A supporto di questa tesi, viene richiamata la posizione espressa dall’agenzia delle Entrate con riferimento a fattispecie che, seppur diverse della rivalutazione legale, presentano effetti tali da poter esservi assimilate su un piano sostanziale. Con la nota 44434/99, la Dre Lombardia ha ammesso la possibilità di utilizzare il disavanzo di fusione (da annullamento e da concambio) «per l’iscrizione, nel bilancio della società incorporante, sia di una voce a titolo di avviamento, sia per la rivalutazione dei beni immateriali, documentalmente esistenti, in capo alla società incorporata», a prescindere dal fatto che questi ultimi non risultassero valorizzati nella contabilità dell’incorporata. Questo orientamento è stato altresì riconosciuto dalla Cassazione, nel caso di allocazione del disavanzo di fusione per la rilevazione di know-how in capo all’incorporante, seppur non iscritto nel bilancio dell’incorporata (si veda la sentenza 12308/2006).

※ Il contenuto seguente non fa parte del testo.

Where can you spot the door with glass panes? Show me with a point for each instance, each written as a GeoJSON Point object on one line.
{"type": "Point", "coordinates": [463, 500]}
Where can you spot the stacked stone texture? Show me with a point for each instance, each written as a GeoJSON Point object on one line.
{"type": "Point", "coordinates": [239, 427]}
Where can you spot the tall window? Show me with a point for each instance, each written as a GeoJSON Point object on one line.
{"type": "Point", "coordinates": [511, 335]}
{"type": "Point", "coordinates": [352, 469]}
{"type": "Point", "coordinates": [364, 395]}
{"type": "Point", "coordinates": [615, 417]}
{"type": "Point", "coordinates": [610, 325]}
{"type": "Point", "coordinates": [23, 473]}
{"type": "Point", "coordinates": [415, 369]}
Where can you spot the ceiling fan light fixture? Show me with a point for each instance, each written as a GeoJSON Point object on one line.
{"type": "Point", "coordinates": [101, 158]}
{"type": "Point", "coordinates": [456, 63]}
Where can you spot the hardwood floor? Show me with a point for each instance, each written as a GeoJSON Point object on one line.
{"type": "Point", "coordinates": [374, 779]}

Aderendo alla ricostruzione sopra esposta, ci si potrebbe peraltro chiedere quali altri elementi, oltre alla tutela giuridica, possano supportare l’esistenza dei beni immateriali che, ancorché non rinvenibili dall’attivo patrimoniale, fanno parte dell’impresa. Un ausilio potrebbe essere ad esempio offerto dall’opzione per il regime del patent box (articolo 1, commi 37-45, della legge 190/2014 e Dm 28 novembre 2017), in particolare qualora, per agevolare il regime impositivo e determinare il contributo economico di alcune tipologie di beni immateriali, sia stato sottoscritto un accordo con l’agenzia delle Entrate.

In questi casi, l’accordo di ruling con il fisco potrebbe fornire elementi atti a quantificare il contributo economico dei beni immateriali non riscontrabili dall’attivo di bilancio, i quali opererebbero in sinergia con la condizione sostanziale della tutela giuridica, quale driver per accertare la loro esistenza nel patrimonio dell’impresa.